STOCKS TO BUY: TheStreet Quant Ratings has identified a handful of stocks that can potentially TRIPLE in the next 12 months. Learn more.

Canadian Imperial Bank of Commerce

Dividend Yield: 4.60%

Canadian Imperial Bank of Commerce (NYSE: CM) shares currently have a dividend yield of 4.60%.

Canadian Imperial Bank of Commerce, a diversified financial institution, provides various financial products and services to individuals, small businesses, and commercial, corporate, and institutional clients in Canada and internationally. The company has a P/E ratio of 10.04.

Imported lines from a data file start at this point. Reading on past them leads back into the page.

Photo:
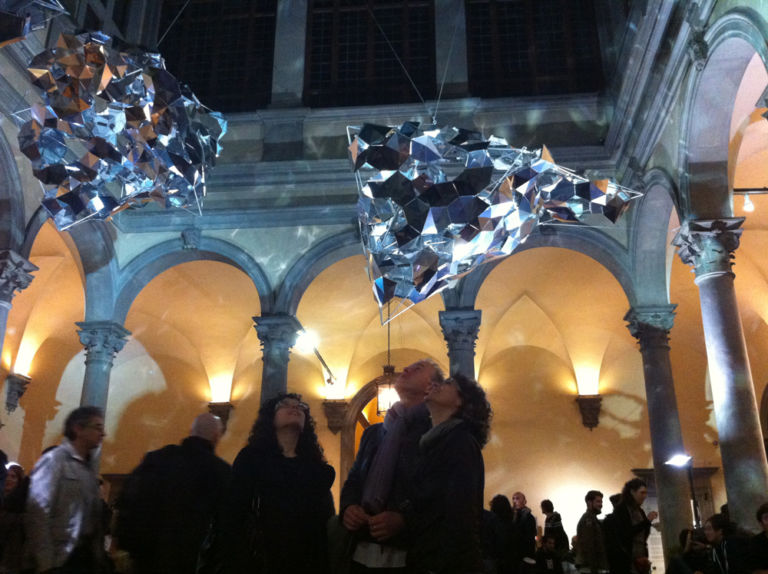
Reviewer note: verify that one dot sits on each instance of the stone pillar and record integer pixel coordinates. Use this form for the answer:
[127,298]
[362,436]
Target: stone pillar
[102,341]
[708,246]
[650,325]
[288,61]
[460,327]
[451,48]
[277,334]
[15,275]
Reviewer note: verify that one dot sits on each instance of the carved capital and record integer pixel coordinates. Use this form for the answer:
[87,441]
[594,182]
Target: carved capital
[102,339]
[698,48]
[708,244]
[651,324]
[15,274]
[277,333]
[460,327]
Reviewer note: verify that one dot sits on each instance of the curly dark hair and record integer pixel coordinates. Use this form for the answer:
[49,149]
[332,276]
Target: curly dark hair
[264,438]
[501,507]
[629,487]
[475,410]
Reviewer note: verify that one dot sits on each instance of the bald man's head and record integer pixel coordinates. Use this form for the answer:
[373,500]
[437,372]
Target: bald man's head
[208,427]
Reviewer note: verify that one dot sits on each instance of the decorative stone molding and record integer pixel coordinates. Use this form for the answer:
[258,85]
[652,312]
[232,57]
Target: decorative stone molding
[15,274]
[651,324]
[191,238]
[277,333]
[15,386]
[707,245]
[589,407]
[336,413]
[102,339]
[460,327]
[221,410]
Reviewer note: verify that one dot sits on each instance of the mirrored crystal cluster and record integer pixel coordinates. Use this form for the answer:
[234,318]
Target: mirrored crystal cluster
[116,129]
[436,203]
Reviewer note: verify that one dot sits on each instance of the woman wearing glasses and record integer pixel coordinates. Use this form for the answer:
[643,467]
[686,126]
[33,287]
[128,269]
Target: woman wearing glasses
[280,498]
[444,518]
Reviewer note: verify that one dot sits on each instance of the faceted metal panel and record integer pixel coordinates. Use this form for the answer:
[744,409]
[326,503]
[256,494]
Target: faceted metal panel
[115,130]
[436,203]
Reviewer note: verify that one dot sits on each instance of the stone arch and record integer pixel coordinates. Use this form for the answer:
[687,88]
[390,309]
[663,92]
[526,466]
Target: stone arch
[648,242]
[151,263]
[310,265]
[11,199]
[589,242]
[710,92]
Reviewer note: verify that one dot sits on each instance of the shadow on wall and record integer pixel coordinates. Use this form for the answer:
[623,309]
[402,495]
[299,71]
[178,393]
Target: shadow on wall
[40,401]
[539,445]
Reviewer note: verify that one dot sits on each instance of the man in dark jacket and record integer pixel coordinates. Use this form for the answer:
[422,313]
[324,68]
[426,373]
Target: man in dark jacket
[170,500]
[374,493]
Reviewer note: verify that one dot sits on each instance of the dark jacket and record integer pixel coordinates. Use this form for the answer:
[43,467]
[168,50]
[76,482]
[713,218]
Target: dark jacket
[276,514]
[168,504]
[619,535]
[444,520]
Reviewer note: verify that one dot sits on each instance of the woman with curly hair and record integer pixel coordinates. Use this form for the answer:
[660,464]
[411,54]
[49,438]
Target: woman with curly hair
[280,498]
[446,503]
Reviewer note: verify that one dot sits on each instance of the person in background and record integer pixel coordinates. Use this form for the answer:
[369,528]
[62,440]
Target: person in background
[758,544]
[502,509]
[279,502]
[631,527]
[553,526]
[446,498]
[63,516]
[12,520]
[591,555]
[729,550]
[170,500]
[548,560]
[375,491]
[523,534]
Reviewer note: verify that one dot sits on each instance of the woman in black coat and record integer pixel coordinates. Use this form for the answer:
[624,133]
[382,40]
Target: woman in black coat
[632,528]
[446,503]
[280,499]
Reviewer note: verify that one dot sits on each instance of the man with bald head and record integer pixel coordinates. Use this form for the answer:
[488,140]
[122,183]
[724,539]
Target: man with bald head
[374,496]
[170,501]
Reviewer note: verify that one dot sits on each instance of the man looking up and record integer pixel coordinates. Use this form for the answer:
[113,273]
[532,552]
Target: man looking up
[63,505]
[374,496]
[591,557]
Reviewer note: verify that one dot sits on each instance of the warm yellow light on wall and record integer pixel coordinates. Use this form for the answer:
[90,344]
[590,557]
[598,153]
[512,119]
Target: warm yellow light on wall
[25,356]
[587,379]
[221,388]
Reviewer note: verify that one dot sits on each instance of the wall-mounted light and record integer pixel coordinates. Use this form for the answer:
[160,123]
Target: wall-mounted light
[683,460]
[221,410]
[749,206]
[589,407]
[15,385]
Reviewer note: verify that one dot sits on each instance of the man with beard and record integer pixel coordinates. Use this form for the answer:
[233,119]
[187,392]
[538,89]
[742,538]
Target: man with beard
[591,557]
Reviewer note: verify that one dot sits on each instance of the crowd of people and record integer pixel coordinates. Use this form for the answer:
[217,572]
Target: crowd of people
[412,503]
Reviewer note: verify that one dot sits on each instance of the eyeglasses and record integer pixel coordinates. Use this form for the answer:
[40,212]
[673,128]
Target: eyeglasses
[288,403]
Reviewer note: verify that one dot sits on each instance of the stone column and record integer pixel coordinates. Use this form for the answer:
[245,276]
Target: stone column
[15,275]
[460,327]
[288,61]
[277,334]
[451,48]
[102,341]
[650,325]
[708,246]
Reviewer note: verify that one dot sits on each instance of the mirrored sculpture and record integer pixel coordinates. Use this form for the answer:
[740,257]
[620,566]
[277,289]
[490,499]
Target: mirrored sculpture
[115,130]
[436,203]
[19,17]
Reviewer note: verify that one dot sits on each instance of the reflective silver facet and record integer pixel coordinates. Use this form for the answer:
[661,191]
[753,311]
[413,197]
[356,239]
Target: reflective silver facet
[436,203]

The average volume for Canadian Imperial Bank of Commerce has been 168,200 shares per day over the past 30 days. Canadian Imperial Bank of Commerce has a market cap of $31.6 billion and is part of the banking industry. Shares are down 7.2% year-to-date as of the close of trading on Monday.

TheStreet Ratings rates Canadian Imperial Bank of Commerce as a hold. The company's strengths can be seen in multiple areas, such as its revenue growth, growth in earnings per share and expanding profit margins. However, as a counter to these strengths, we also find weaknesses including unimpressive growth in net income, weak operating cash flow and a generally disappointing performance in the stock itself.

Highlights from the ratings report include:
  • The revenue growth came in higher than the industry average of 20.3%. Since the same quarter one year prior, revenues slightly increased by 0.2%. This growth in revenue appears to have trickled down to the company's bottom line, improving the earnings per share.
  • CANADIAN IMPERIAL BANK's earnings per share improvement from the most recent quarter was slightly positive. The company has demonstrated a pattern of positive earnings per share growth over the past two years. During the past fiscal year, CANADIAN IMPERIAL BANK increased its bottom line by earning $8.24 versus $7.85 in the prior year.
  • In its most recent trading session, CM has closed at a price level that was not very different from its closing price of one year earlier. This is probably due to its weak earnings growth as well as other mixed factors. The fact that the stock is now selling for less than others in its industry in relation to its current earnings is not reason enough to justify a buy rating at this time.
  • The company, on the basis of change in net income from the same quarter one year ago, has underperformed when compared to that of the S&P 500 and the Commercial Banks industry average. The net income has decreased by 0.8% when compared to the same quarter one year ago, dropping from $850.00 million to $843.00 million.